The following roundup offers several pointers for teasing more performance from your B-to-B marketing efforts.
1. Develop better lead nurturing e-mails.
Automating your lead nurturing e-mails is one thing; getting results with these e-mails is another. Laura Ramos, former Forrester analyst and current vice president of industry marketing at Xerox Global Services, North America, suggests marketers ask their companies’ leading sales representatives to share and rate their “top 10 e-mail opening lines they’ve seen work with prospects” to identify good conversational approaches. Then, you can “narrow this set down to three or four, and conduct A/B testing to determine which formats, elements and offers work best on which audiences.”
2. Repurpose existing strong content into new formats with added value to attract leads.
For example, Babcock & Jenkins turned a marketer’s technical white paper into a multimedia eBook that offered video interviews with the company’s thought leaders paired with links to numerous downloads of more content on the specific subjects. Julie Wisdom, Babcock & Jensen’s executive creative director, told attendees at a MarketingSherpa conference that “the eBook attracted eight times as many readers as the original white paper-including hard-to-reach C-level executives.”
An even quicker approach is to take the key findings from your whitepapers and break them up into individual blog posts; an internal expert can add a little timely commentary to connect the ideas to current events.
3. Bring value to interactions on B-to-B social media communities.

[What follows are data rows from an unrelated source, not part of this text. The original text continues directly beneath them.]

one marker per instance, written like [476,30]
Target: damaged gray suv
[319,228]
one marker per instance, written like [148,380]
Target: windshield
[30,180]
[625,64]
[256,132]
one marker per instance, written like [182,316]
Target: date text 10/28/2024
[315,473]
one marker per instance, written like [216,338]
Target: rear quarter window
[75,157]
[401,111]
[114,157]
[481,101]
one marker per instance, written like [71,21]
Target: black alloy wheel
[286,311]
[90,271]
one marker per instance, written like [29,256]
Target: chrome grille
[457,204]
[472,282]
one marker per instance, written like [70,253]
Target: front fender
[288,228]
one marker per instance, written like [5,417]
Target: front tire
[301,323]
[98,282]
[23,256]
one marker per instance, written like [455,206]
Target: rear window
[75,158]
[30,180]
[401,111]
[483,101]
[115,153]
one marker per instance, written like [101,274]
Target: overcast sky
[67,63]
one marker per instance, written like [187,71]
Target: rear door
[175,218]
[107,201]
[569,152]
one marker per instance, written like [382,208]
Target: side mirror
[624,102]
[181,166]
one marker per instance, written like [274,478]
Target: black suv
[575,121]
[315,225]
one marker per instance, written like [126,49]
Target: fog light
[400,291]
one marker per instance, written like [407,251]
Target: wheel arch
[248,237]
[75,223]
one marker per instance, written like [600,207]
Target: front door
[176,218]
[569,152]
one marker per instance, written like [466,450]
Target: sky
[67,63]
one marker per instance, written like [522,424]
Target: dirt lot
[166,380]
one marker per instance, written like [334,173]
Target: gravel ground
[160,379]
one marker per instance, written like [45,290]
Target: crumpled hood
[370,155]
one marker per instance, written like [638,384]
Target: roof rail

According to Kristin McKenna, field marketing manager at Silverpop, today’s B-to-B prospect does not make solitary buying decisions; rather, he’s part of what McKenna’s colleague Adam Needles calls “a complex, savvy buying unit.” In her post, “Successfully Engaging with B2B Buyer Communities,” on Silverpop’s Demand Generation blog, McKenna writes, “This means B2B marketing more than ever must balance engagement with the singular user/buyer with the community surrounding that buyer and his/her decision.”
When it comes to interacting with B-to-B prospects in the various targeted social media communities, she advices marketers to not only become active members but also to “having buyer-issue focused content to drive your dialogue.” For example, take notice of which major pain points community members frequently discuss, and be prepared to first offer “big-picture ideas and thought leadership” before “channeling buyers towards a direct dialogue with your organization.”
4. Sell more to your existing customer base.
During lean times, marketers are reminded of the importance of their relationships with existing customers. B-to-B consultant, copywriter and author Bob Bly suggests doing an analysis of your current customers’ marketing operations to look for opportunities they’re not currently leveraging that could improve their businesses. Clearly, the goal is to get the contract to help the customer implement the idea, but don’t undervalue the importance of building a relationship with your clients that shows you’re also invested in their continued success.
5. Make the most of marketing automation.
According to Marketo’s B2B Marketing Cheat Sheet on Marketing Automation, companies should measure the following metrics to determine the ROI on marketing automation:
- Increased conversion rates from each stage of your revenue cycle to the next stage (inquiry to lead; lead to qualified lead; qualified lead to opportunity; and so on).
- Increased revenue per lead generation campaign.
- Increased sales productivity (e.g., speed with which deals are closed, values of these deals, etc.).
- Increased marketing productivity and effectiveness (e.g., ease and speed of creating and deploying campaigns; qualified leads and opportunities created per campaign; etc.).